ERI is a geophysical technique that rapidly and economically collects data using an array of electrodes on the surface and then creates a model and an image of subsurface electrical resistivity. In appropriate environments and with appropriate materials, ERI shows the distribution of materials of interest, either contaminants, amendments, or both. With a good ERI image, investigators can drill for specific, observed, subsurface targets.

The pilot-scale demonstration consisted of a grid of 12 wells, specifically an extraction well (EW-1), two injection wells (IW-1 and IW-2), and nine monitoring wells. To create a permanganate curtain across the injection wells, sodium permanganate (NaMnO4) was injected into the field via a proportional mixing-injection trailer system. Groundwater was extracted from a center extraction well via a submersible pump at a rate of 151.6 L/min (40 gpm) and delivered to an intake manifold located onboard the trailer system. Approximately 1707.2 L (451 gal) of 40% (w/w) sodium permanganate, spiked with potassium bromide, was pumped at 3.79 L/min (1 gpm) to an intake manifold where extracted groundwater and sodium permanganate were mixed at a ratio of 40:1. The mixed eluent was then gravity fed into each of two neighboring injection wells, IW-1 and IW-2, at approximately 77.7 L/min (20.5 gpm).

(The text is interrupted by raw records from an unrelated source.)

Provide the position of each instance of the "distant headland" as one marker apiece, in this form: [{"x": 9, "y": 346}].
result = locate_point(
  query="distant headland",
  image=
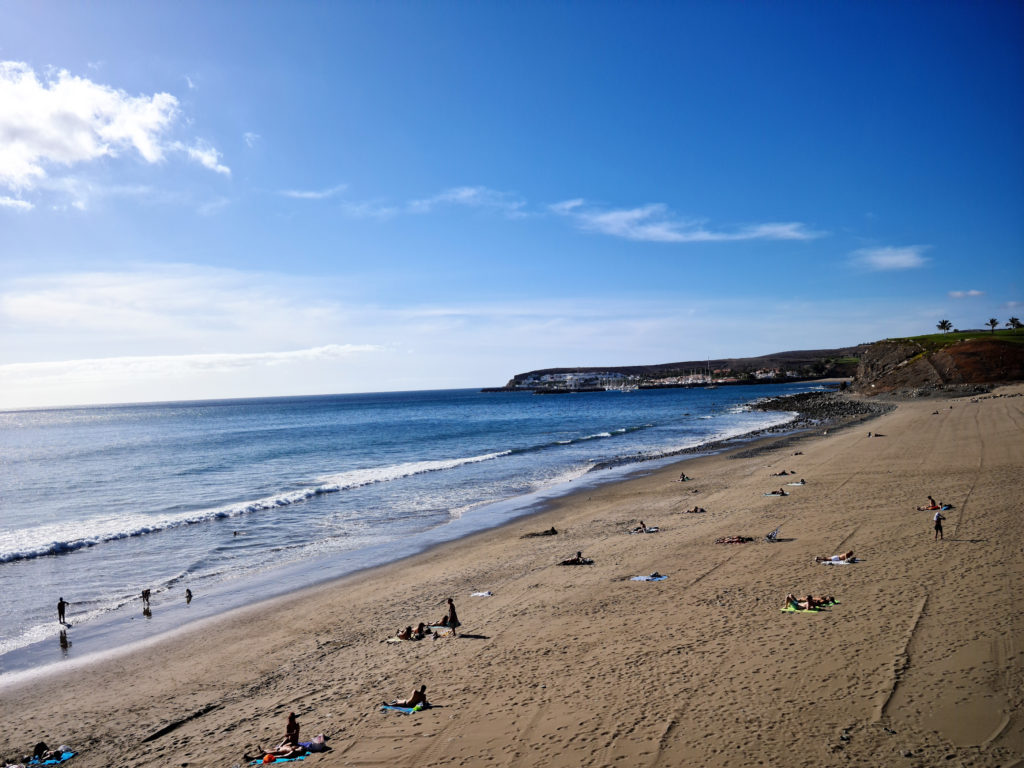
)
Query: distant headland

The site was monitored with ERI before, during, and after the injection. The ERI applied at the site uses arrays of easily placed, noninvasive surface electrodes to measure apparent subsurface electrical resistivity. This data was then processed and correlated to subsurface properties that caused changes in the electrical properties of the subsurface such as grain size or formation fluids.

Demonstration Results

Results showed that permanganate was effective in reducing groundwater RDX concentrations under pilot-scale conditions and that ERI was successful in imaging the initial size and distribution of the injected permanganate plume. ERI also quantitatively mapped the hydraulic conductivity distribution. RDX concentrations temporally decreased in wells closest to the injection wells as the permanganate migrated down gradient. RDX degradation rates of 0.12 1/d and 0.087 1/d were observed in wells immediately downgradient of the injection wells. These rates were lower than what was observed under laboratory batch conditions at 11.5ÂșC (0.20 1/d) and likely a result of a lower initial permanganate concentration (6,000 versus 15,000 mg/L). RDX concentrations decreased between 70 and 80% in monitoring wells immediately downgradient from the injection wells. Monitoring wells farther down gradient did not show a true breakthrough or significant changes in RDX concentrations.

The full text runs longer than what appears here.